The store is filesystem-backed under <data_root>/.artifacts/, which means data written by the host is visible to separately-compiled plugins sharing the same data_root across the C ABI boundary. Artifacts are transient session data — they are not serialized into the changeset JSON.

The thin-comparator pattern

The standard library demonstrates the canonical pattern:

flowchart LR
    CSV[CSV comparator] -->|publishes tabular_v1| A[(artifact)]
    Bare[Bare DiffNode<br/>action: modify<br/>item_type: tabular] --> Tree[(IR)]
    A -.-> TA[TabularAnalyzer transformer]
    Tree --> TA
    TA --> Tree2[Enriched node<br/>+ tags<br/>+ summary<br/>+ details]

The CSV comparator parses the file into a TabularData value, publishes a tabular_v1 artifact, and emits a bare node — action, item type, artifacts, but no tags or summary.

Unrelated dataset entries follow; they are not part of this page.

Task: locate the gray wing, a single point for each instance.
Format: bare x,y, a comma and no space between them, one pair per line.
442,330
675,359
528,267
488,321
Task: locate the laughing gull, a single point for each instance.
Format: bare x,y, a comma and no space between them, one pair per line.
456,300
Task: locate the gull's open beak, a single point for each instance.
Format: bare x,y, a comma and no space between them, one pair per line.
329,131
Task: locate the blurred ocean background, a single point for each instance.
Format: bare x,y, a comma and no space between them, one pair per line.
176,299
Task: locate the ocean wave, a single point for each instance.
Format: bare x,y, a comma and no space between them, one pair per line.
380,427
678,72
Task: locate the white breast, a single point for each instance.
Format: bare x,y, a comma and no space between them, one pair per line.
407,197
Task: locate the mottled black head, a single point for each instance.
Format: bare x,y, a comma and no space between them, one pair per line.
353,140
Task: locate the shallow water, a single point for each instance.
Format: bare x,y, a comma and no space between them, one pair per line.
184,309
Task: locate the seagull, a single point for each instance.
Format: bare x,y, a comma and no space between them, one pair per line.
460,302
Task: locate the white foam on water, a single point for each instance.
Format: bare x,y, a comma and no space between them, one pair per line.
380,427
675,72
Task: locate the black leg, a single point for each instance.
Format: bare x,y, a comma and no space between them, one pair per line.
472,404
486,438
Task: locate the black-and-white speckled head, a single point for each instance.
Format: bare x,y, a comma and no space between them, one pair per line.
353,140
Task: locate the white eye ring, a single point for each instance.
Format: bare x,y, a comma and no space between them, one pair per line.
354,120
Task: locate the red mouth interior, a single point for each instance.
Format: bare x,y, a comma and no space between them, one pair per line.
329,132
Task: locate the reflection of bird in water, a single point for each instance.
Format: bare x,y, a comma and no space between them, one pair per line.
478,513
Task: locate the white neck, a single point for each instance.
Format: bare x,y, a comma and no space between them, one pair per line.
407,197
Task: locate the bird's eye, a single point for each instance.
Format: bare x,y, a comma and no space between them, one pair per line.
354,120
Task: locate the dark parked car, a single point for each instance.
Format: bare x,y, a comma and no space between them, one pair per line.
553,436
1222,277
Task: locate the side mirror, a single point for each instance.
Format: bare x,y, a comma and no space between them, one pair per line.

Then the format-agnostic TabularAnalyzer transformer reads the artifact and adds all the semantic tags, details, and summary text.

The pay-off: any future comparator that publishes tabular_v1 (a Parquet comparator, an Excel comparator, a pandas-DataFrame-from-Python comparator) gets the entire tabular analysis pipeline for free. The comparator owns parsing; the transformer owns interpretation.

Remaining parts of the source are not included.